In his New York Times op-ed "The Creative Monopoly" (http://www.nytimes.com/2012/04/24/opinion/brooks-the-creative-monopoly.html?_r=1&partner=rss&emc=rss), David Brooks contends that business success is not necessarily determined by competitive adroitness, but rather the ability to create a novel market, which you can then dominate, i.e. legally monopolize. Brooks writes:
"Sports and war are competitive enterprises. If somebody hits three home runs against you in the top of the inning, your job is to go hit four home runs in the bottom of the inning.
But business, politics, intellectual life and most other realms are not like that. In most realms, if somebody hits three home runs against you in one inning, you have the option of picking up your equipment and inventing a different game. You don’t have to compete; you can invent.
We live in a culture that nurtures competitive skills. And they are necessary: discipline, rigor and reliability.
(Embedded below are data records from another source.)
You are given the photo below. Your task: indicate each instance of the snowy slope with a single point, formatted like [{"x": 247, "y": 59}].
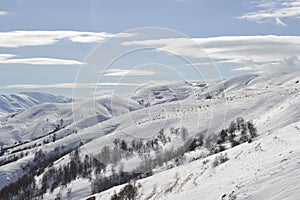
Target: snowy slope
[
  {"x": 272, "y": 102},
  {"x": 19, "y": 102},
  {"x": 267, "y": 168}
]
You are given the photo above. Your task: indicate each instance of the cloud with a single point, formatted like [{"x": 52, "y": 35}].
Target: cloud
[
  {"x": 258, "y": 53},
  {"x": 16, "y": 39},
  {"x": 133, "y": 72},
  {"x": 273, "y": 11},
  {"x": 2, "y": 13},
  {"x": 10, "y": 59},
  {"x": 70, "y": 85}
]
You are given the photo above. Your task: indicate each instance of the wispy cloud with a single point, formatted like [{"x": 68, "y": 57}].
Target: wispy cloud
[
  {"x": 2, "y": 13},
  {"x": 16, "y": 39},
  {"x": 70, "y": 85},
  {"x": 259, "y": 53},
  {"x": 11, "y": 59},
  {"x": 133, "y": 72},
  {"x": 273, "y": 11}
]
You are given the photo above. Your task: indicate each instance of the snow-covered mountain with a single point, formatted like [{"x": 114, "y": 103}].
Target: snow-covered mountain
[
  {"x": 155, "y": 117},
  {"x": 10, "y": 103}
]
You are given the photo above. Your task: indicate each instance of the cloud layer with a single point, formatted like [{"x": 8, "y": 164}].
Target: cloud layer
[
  {"x": 273, "y": 11},
  {"x": 16, "y": 39},
  {"x": 2, "y": 13},
  {"x": 11, "y": 59},
  {"x": 259, "y": 53}
]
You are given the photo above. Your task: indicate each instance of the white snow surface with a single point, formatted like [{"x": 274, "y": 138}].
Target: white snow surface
[{"x": 267, "y": 168}]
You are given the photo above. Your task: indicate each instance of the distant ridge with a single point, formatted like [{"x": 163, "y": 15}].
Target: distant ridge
[{"x": 10, "y": 103}]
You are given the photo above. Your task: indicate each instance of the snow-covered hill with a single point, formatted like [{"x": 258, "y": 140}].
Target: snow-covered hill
[
  {"x": 10, "y": 103},
  {"x": 271, "y": 102}
]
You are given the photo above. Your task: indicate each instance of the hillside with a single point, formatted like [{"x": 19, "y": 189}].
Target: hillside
[
  {"x": 169, "y": 117},
  {"x": 11, "y": 103}
]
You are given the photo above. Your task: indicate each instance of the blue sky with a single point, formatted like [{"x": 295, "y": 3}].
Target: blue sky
[{"x": 43, "y": 43}]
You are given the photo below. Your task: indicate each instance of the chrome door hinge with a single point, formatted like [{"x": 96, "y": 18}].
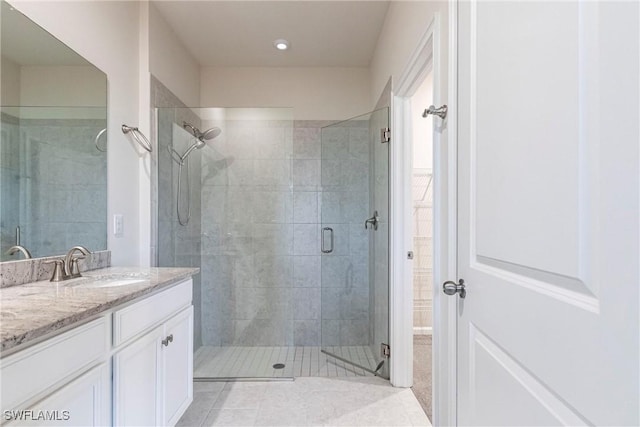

But it’s probably a good idea to try to supplement them with the skills of the creative monopolist: alertness, independence and the ability to reclaim forgotten traditions."
I agree with Brooks in part: I value innovation and the ability to create new products and markets. On the other hand, look what's happening to BlackBerry. Research in Motion's innovation carved out a new market, which it was able to dominate, but only until a more attractive technology arrived on the scene.
Today's competitive landscape is cutthroat: You can create a next generation technology, but you must be alert to how and when it will be superceded, or how long it will take competitors to play catch-up.
Not easy, but in my opinion, also not impossible. Examine the time and effort invested in the underlying technology and also determine from where the competition will inevitably come. Check how long will it take them to catch up, and in the meantime, see if you can maintain the distance between you and your competitors by honing your innovative edge. Can you systematically create new market needs?
The Sony Walkman was replaced by its own Discman, which in turn was rendered obsolete by the iPod, and Sony is struggling (over $36 per share in February 2011, and $16.51 at yesterday's close with market capital now down to some $17 billion), but still seeking to create new markets for its primary product, i.e. ingenuity.
And Apple, which overpowered the BlackBerry with its iPhone, and which sent the Discman to its grave with its iPod? Some $350 per share in February 2011 and over $571 yesterday, with market capital now of approximately $530 billion.
How long can Apple maintain its edge in today's brave new world? Stay tuned and don't flip channels, because it all happens so fast.
[I do not own shares of Research in Motion, Sony or Apple, and this blog entry is not a recommendation to buy or sell these companies' shares.]